第17話 進み続ける剣士
仮想空間。多種多様な局面が再現されるフィールドの中で一人、志紀は佇んでいた。
「…………」
模擬決闘の時と同じく、その身に白のボディスーツを纏う彼女。周囲は暗闇に包まれており、彼女の姿だけが浮かび上がっている。 そんな状況の中、志紀は鞘を片手に握り締めたまま微動だにしない。
次の瞬間、志紀の周囲に変化が起きた。
「ッ!」
飛来する光弾。闇を切り裂きながら飛んできたソレに、志紀は即座に反応する。
鞘から抜かれた刀身が煌めきを放ち、迫る光弾を真っ二つに斬り裂いた。
「フッ! ハッ!」
光弾は一つだけではない。続けざまに放たれた第二波、第三波にも乱されること無く、斬撃によって対処していく。
途中、背後からも光弾が迫ってきたが、それも振り向き様に一閃。志紀にとっては造作も無い事であった。
「ッ!?」
今度は二つ同時。それぞれ別方向から襲ってきた光弾に対し、志紀は回避を選ぶ。無理に攻撃して被弾するリスクを避ける為だ。

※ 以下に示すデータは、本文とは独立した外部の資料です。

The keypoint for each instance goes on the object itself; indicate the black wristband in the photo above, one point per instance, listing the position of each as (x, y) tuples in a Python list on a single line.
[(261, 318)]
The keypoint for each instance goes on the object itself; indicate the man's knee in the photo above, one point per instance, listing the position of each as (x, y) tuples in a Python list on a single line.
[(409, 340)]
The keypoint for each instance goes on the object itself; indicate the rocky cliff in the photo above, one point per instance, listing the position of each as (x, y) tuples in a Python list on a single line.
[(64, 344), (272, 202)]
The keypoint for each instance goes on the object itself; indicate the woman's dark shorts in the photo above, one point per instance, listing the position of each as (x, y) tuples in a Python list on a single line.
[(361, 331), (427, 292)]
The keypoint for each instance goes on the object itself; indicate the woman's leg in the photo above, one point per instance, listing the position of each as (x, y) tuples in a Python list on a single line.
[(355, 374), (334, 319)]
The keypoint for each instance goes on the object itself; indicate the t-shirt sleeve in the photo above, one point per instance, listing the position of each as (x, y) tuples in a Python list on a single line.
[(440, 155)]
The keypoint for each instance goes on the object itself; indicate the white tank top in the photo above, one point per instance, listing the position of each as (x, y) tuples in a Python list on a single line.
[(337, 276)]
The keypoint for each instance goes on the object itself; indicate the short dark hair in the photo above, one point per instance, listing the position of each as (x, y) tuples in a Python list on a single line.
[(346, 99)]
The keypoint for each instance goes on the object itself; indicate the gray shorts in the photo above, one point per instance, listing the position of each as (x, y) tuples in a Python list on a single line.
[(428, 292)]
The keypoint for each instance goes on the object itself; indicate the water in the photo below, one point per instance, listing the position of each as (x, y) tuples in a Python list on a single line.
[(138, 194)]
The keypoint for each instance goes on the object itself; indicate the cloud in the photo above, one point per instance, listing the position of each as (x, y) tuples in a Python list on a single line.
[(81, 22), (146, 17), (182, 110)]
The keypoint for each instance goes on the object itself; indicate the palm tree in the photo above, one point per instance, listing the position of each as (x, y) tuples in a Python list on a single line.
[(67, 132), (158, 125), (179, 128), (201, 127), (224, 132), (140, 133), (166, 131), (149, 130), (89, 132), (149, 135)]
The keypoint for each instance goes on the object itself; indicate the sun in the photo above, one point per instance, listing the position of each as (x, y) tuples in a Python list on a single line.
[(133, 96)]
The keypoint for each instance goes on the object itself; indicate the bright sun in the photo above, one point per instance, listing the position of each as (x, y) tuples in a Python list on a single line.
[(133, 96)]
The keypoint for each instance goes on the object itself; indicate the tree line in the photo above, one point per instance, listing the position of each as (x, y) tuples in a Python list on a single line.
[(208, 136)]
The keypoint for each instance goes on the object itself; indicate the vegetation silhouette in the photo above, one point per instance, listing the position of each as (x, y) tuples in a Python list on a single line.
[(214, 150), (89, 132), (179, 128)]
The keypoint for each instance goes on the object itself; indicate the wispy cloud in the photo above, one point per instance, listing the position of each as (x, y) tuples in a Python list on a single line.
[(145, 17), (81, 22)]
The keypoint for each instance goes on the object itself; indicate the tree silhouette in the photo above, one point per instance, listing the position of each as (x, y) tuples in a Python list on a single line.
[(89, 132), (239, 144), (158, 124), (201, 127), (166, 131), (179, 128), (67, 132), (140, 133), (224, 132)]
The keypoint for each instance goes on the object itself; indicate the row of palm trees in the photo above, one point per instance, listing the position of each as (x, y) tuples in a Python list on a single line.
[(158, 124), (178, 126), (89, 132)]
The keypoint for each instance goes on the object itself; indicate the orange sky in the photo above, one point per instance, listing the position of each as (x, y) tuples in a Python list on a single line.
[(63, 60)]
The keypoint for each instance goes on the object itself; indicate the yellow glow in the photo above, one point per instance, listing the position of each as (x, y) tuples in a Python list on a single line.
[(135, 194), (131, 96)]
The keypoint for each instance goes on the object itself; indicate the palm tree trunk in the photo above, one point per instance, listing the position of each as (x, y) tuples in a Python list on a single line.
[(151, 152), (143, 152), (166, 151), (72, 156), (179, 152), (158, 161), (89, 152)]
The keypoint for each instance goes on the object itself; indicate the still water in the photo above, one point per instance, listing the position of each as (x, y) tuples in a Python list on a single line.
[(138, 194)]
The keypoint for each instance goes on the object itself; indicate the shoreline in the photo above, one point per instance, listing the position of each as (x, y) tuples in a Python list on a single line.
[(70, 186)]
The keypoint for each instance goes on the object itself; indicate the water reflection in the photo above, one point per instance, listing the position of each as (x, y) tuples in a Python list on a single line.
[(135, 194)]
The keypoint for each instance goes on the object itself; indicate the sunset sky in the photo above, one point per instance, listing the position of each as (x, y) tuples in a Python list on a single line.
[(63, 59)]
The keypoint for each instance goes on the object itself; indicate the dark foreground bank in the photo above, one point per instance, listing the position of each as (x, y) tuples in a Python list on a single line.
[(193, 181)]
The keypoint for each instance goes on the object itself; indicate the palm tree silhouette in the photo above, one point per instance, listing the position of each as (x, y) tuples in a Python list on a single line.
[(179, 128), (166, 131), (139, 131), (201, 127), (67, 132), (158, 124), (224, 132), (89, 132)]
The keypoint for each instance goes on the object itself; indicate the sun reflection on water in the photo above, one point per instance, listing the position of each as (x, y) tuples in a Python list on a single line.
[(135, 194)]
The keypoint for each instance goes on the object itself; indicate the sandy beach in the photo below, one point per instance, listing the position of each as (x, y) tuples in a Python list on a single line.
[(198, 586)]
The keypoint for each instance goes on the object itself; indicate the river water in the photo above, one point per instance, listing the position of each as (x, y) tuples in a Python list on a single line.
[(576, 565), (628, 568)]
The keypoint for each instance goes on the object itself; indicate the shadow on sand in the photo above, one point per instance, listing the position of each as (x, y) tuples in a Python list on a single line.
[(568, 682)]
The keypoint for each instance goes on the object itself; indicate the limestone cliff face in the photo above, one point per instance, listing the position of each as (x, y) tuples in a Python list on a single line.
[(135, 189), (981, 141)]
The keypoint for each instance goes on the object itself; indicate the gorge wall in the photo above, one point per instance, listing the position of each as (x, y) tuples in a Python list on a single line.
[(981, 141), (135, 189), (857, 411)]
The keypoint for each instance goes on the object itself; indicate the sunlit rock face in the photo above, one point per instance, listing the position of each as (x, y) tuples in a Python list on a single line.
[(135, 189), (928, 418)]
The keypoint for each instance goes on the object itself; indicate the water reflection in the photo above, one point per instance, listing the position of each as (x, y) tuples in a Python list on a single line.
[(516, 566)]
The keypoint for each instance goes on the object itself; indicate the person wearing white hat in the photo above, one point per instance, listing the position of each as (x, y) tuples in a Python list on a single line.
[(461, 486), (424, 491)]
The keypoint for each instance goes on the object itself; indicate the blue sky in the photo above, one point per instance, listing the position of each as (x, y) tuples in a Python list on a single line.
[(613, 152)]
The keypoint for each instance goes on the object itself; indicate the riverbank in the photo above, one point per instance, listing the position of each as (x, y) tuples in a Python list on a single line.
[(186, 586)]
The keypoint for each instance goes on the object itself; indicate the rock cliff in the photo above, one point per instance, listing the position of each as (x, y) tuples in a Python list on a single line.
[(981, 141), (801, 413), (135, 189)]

避けられた二つの光弾は柔軟に軌道を変え、やがて一つの塊となって空にいる志紀に突進してくる。その大きさは彼女の身体よりも大きく、直撃すれば軽いダメージでは済まない。
「ハァッ!」
だが、志紀にとっては的が大きくなって好都合だ。間合いに入ったところで抜刀、寸分の狂いも無い斬線を描く。二つに戻った光弾は彼女の左右を通り過ぎ、幻のように消滅した。
「……ッ」
難なく着地した志紀の顔に、汗は一滴も見られない。
当然だ。今のは軽いウォーミングアップに過ぎないのだから。本番はここからである。
「……来るッ!」
空間そのものが牙を剥く。四方八方から迫りくる無数の光弾。先ほどまでとは比べ物にならない量と勢いだ。
まず志紀は攻撃を控え、回避行動に徹する。凄まじい弾幕の隙間を縫い、フィールド上を駆け抜けていく。その間にも光弾の数は増えていき、遂には視界を埋め尽くす程となった。
「見えたッ!」
何も問題は無い。既に彼女は盤面の掌握を終えていた。
志紀は瞬時に急停止し、刀柄を握る手に力を込める。直後、バチバチと音を立てながら刃全体に雷光が帯びた。
「電霆浄界!」
志紀の身体が稲妻と一体となる。雷鳴の如き轟音を響かせ、一筋の閃光と化して縦横無尽に飛び回る。
一瞬にも満たない刹那に繰り出された剣舞。それはフィールド全体に雷の残滓を残し、跡形もなく光弾を消し去ったのだった。
「……ふうっ」
猛攻が途絶えた事で、身体を覆っていた雷が霧散する。大技の使用で乱れた呼吸を徐々に整えながら、志紀は刀を鞘に収めていく――
「ッ!」
と、見せかけ。真後へ身体を反転させて抜刀した。
瞬間、志紀の耳に金属音が鳴り響く。彼女が目にしたのは、全身に甲冑を纏った騎士の姿。その手には、身の丈まであるだろう大剣が握られていた。
「くっ!」
パワーは相手が上。一瞬の衝突で悟った志紀は、剣の軌道を上手く逸らしながらバックステップを踏む。攻撃を受け流された騎士だが、少しのフラつく様子を見せず、堂々とした構えを取った。
その正体は仮想空間における戦闘プログラムの一つ。鍛錬を目的とする生徒の為に用意された、謂わば練習相手である。
そして今。志紀と対峙している騎士は、そのプログラムの中でも難易度の高いものだった。
「…………」
雷光が再び、志紀の白刃に帯び始める。騎士を見据えるその表情に、欠片の油断も存在しない。
この程度の敵に躓いてはいられない。模擬決闘で剣を交えたエタンと比べれば、眼前の騎士など取るに足らない存在である。
しかし、だからこそ彼女は気を引き締める。慢心から生じる窮地など、恥以外の何物でも無いのだ。
(辛勝では駄目。ただの勝利でも意味は無い。一分の被弾も許さない完膚なきまでの勝利でなければ、私は進めない)
放課後の訓練用アリーナ。そこで志紀は今日もまた、誰よりも強く在ろうと戦い続ける。